Starship dotarł poza umowną granicę przestrzeni kosmicznej, wykonał tam zaplanowane czynności, m.in. przeprowadził otwarcie luku ładunkowego. Zniszczeniu uległ w jednym z najbardziej niebezpiecznych momentów. „Jednym z najbardziej ryzykownych etapów było właśnie wejście w atmosferę i próba lądowania. To pierwszy tego typu test Starshipa. To najcięższy pojazd, jaki kiedykolwiek wracał z orbity, więc zadanie było niesamowicie trudne w realizacji. Lot udało się kontrolować przez długi czas, więc jest prawdopodobne, że w jednej z kolejnych prób uda się przejść przez deorbitację – najtrudniejszą część lotu” – wyjaśnił specjalista.

Agencja Spacex chce dalej testować Starship

.SpaceX planuje tymczasem dalsze intensywne testy. „SpaceX ma tendencję do zaskakiwania. Z jednej strony firma podejmuje się trudnych, wieloletnich zadań, z drugiej strony często mówi, że czegoś dokona wcześniej, niż jej się udaje. Jednak biorąc pod uwagę, że jeszcze na ten rok zaplanowane są trzy kolejne loty, będzie wiele okazji do testowania rakiety i wprowadzania ulepszeń. Po tym, do jakiego punktu firma dotarła tym razem, można sądzić, że jeden z kolejnych lotów w tym roku zakończy się próbnym lądowaniem I członu rakiety na powierzchni oceanu. Po kilku symulowanych lądowaniach nad oceanem, firma zacznie eksperymentować z lądowaniami na suchym lądzie. Dziś nie spodziewam się jeszcze, żebyśmy mogli zaraz zacząć bookować loty na orbitę przed 2028 r. z wykorzystaniem Starshipa, ale jak to się mówi w branży: nigdy nie stawiaj przeciwko Elonowi Muskowi” – powiedział ekspert.

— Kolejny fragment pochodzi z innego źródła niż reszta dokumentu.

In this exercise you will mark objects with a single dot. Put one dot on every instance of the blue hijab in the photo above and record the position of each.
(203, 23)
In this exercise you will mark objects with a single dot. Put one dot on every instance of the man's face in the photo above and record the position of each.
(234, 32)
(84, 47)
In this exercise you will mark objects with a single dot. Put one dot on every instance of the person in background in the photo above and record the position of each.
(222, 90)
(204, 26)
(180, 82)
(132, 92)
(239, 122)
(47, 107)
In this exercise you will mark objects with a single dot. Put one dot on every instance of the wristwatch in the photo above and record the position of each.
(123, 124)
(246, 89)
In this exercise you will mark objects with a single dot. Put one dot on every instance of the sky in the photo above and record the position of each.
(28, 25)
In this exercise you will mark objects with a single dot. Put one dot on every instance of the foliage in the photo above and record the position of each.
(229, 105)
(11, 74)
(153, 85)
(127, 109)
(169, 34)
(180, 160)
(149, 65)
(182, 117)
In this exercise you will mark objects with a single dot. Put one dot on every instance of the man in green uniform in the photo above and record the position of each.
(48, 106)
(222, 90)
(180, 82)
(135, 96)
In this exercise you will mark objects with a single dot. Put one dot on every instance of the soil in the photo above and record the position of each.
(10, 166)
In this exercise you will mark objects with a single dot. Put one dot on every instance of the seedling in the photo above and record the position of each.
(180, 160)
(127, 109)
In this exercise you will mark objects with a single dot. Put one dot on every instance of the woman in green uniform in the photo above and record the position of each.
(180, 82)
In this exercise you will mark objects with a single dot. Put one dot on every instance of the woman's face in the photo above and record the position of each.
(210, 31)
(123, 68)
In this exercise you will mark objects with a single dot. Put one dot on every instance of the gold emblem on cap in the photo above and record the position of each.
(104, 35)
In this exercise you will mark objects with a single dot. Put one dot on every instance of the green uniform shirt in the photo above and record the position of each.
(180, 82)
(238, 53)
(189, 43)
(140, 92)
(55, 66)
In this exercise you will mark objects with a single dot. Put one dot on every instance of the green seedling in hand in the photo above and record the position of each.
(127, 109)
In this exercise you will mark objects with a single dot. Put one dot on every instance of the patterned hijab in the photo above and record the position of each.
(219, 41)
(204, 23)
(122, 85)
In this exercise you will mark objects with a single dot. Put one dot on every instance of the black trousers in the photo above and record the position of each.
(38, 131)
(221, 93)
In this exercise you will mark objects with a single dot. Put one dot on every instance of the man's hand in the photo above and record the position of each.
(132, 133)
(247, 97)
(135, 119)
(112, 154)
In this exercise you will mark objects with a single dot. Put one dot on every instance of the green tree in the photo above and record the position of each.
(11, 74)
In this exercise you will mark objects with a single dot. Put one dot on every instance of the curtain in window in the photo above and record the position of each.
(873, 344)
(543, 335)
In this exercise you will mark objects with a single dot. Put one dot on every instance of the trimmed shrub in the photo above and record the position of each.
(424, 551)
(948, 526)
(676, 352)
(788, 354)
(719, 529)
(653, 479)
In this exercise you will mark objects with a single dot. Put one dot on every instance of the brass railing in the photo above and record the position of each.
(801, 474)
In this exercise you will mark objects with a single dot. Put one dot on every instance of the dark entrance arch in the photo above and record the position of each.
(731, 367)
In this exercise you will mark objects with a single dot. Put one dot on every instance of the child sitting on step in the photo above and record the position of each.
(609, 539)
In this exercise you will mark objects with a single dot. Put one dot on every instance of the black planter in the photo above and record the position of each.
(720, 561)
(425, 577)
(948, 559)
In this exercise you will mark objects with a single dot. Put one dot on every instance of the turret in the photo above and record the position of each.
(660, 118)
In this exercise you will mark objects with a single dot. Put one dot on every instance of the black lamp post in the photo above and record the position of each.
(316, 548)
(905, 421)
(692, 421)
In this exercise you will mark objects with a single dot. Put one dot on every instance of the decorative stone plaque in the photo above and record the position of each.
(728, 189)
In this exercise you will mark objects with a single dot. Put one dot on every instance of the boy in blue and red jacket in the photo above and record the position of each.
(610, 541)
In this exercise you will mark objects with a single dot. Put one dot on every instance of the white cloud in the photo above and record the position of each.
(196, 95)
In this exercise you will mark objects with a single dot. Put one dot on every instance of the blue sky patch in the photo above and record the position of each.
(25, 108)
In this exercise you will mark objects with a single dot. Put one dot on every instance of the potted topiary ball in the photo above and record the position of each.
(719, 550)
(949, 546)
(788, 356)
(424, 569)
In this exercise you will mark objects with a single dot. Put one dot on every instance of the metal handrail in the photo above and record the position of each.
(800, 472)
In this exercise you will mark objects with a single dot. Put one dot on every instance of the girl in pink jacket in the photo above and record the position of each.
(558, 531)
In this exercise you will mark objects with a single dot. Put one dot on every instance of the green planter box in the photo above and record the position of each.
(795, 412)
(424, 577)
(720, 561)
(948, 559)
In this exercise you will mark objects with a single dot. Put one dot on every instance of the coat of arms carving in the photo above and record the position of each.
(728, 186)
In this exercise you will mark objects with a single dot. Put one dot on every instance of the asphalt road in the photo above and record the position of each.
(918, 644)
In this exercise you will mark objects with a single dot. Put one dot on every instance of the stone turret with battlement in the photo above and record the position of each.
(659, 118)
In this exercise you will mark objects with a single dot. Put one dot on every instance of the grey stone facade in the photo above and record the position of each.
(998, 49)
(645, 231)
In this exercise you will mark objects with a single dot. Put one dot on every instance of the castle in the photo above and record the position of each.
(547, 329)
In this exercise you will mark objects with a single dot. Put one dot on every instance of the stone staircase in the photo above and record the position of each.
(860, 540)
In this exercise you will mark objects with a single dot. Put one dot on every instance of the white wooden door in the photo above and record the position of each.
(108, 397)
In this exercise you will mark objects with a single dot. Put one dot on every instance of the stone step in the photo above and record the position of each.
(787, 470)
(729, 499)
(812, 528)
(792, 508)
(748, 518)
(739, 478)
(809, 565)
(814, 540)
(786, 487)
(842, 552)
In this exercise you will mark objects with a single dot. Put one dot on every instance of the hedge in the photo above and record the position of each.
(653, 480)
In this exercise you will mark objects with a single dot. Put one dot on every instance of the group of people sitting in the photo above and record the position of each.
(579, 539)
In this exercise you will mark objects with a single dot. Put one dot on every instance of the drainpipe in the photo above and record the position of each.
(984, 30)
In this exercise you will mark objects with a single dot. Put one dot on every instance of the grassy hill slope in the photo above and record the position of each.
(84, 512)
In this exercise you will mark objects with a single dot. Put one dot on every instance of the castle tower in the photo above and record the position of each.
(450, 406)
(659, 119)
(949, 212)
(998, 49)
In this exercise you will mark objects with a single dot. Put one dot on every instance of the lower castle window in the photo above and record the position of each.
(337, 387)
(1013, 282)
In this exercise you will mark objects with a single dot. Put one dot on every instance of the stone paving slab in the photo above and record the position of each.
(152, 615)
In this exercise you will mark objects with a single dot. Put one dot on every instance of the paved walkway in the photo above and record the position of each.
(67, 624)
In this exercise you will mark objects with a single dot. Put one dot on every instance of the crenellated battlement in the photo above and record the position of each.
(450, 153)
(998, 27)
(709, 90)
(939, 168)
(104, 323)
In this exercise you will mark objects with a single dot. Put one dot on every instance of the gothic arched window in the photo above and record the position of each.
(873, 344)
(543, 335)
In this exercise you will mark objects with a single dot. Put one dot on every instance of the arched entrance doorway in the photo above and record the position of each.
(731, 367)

Starship ma wprowadzić rewolucję w programie kosmicznym – wynosić gigantyczne ładunki, znacząco zmniejszyć koszt wyniesienia 1 kg na orbitę, docierać na Księżyc i dalej. Jednak inne rakiety raczej nadal będą potrzebne. „Starship dla lotów kosmicznych może okazać się tym, czym Airbus A380 jest dla przemysłu lotniczego. To największy samolot, który kiedykolwiek rejsowo przewoził ludzi. Jednak z punktu widzenia biznesowego okazał się przeszacowany – zbyt duży. Powstaje pytanie, czy Starship też nie okaże się trochę za duży. Wyniesienie z jego pomocą dużej konstelacji satelitów, np. Starlink, będzie miało sens, ale dla mniejszych ładunków może okazać się aż zbyt pakowny. Główną rakietą wynoszącą satelity na potrzeby rynku komercyjnego może pozostać np. Falcon 9 albo Falcon Heavy” – dodał dr Bochiński.

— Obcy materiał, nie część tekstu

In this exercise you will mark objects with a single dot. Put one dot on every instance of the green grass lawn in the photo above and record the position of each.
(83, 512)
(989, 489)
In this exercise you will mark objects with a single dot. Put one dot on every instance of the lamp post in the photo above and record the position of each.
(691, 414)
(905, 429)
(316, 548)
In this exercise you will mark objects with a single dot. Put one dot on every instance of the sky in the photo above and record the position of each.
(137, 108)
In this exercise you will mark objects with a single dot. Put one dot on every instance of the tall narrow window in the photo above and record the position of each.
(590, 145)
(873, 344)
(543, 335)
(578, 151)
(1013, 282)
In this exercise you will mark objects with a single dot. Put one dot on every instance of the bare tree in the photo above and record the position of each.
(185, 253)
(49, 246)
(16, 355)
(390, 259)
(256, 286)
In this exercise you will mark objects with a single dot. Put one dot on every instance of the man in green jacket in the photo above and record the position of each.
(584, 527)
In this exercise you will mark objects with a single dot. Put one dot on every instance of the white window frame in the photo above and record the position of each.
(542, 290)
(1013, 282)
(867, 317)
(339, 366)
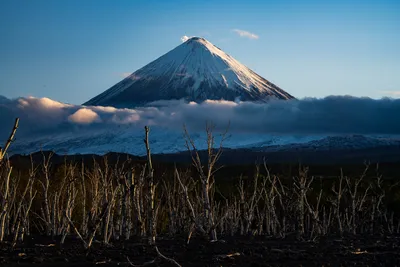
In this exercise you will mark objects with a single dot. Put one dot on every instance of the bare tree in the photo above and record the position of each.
(206, 172)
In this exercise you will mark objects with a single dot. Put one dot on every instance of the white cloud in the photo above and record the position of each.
(84, 116)
(335, 115)
(246, 34)
(391, 93)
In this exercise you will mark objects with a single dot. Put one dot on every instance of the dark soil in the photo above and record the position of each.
(241, 251)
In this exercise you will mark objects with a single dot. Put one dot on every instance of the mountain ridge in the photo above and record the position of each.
(195, 71)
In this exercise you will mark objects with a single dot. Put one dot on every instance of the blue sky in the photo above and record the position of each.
(73, 50)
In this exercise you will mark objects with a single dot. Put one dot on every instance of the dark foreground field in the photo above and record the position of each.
(241, 251)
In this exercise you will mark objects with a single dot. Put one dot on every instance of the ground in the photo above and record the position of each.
(241, 251)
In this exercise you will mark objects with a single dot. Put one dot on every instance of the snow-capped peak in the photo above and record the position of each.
(196, 70)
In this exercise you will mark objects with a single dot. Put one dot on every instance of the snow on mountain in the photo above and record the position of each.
(195, 71)
(340, 142)
(3, 99)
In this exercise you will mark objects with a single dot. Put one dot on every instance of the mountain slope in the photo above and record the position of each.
(195, 71)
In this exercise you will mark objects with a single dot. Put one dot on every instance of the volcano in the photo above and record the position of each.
(195, 71)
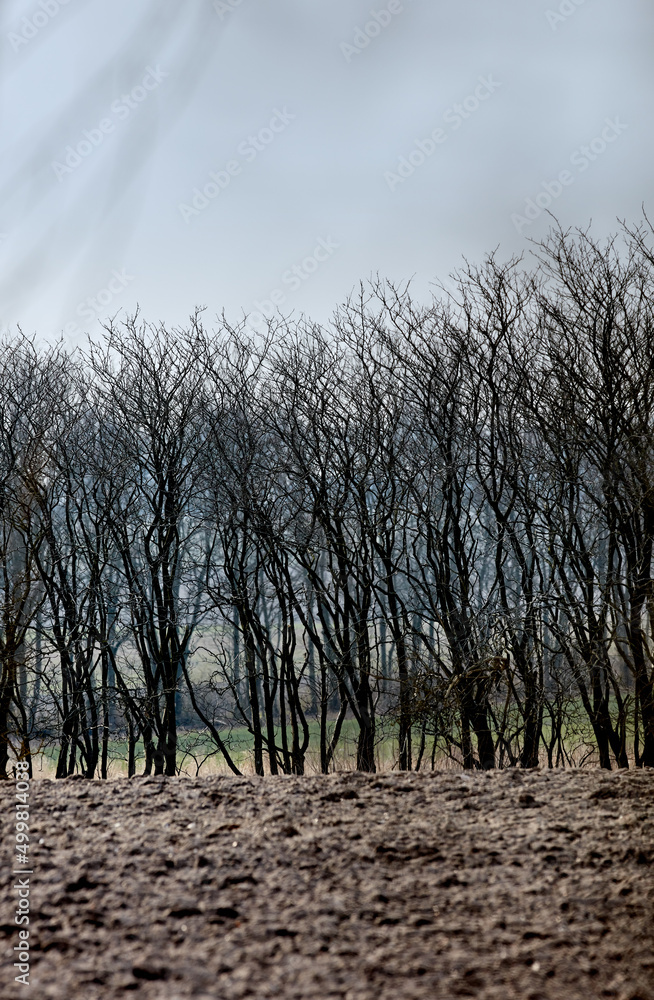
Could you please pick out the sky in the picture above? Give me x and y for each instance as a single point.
(261, 155)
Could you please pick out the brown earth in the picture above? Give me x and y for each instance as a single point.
(506, 884)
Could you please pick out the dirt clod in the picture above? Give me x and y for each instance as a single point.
(497, 885)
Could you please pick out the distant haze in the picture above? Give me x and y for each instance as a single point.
(270, 153)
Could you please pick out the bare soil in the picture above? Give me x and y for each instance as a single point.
(505, 884)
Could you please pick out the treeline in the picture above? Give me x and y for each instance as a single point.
(435, 518)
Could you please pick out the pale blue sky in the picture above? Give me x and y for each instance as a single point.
(162, 93)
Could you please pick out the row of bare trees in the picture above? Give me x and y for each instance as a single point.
(430, 521)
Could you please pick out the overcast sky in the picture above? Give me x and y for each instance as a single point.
(262, 153)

Dr Jakub Bochiński zajmuje się rozwojem technologii kosmicznych w firmie Creotech Instruments S.A. w roli dyrektora biura produktów kosmicznych. Pracował również nad misjami kosmicznymi (m.in. PIAST) oraz budową innowacyjnych systemów satelitarnych (m.in. napędu rakietowego czy laserowego systemu wykrywania śmieci kosmicznych). Pracował naukowo na University College London oraz Open University w Wielkiej Brytanii. Doradzał Europejskiej Agencji Kosmicznej jako członek komitetu ds. edukacji; Polskiej Agencji Kosmicznej jako członek panelu naukowego oraz Komisji Europejskiej jako członek zespołu ekspertów ds. komunikacji naukowej. Współtworzył międzynarodową naukową Fundację Polonium oraz Stowarzyszenie Rzecznicy Nauki. Obecnie prowadzi autorski program nauczania STEM w Akademeia Educational Group.

Do kogo należy kosmos?

.Prywatne firmy, które w przeciągu ostatnich lat stają się coraz ważniejszym graczami na scenie eksploracji gwiazd, mogą skłaniać do przemyśleń na temat przyszłości własności w kosmosie. Na łamach Wszystko co Najważniejsze zastanawia się nad tym Guy CONSOLMAGNO, ekspert od astreoid, amerykański planetolog, astronom, popularyzator nauki i jezuita.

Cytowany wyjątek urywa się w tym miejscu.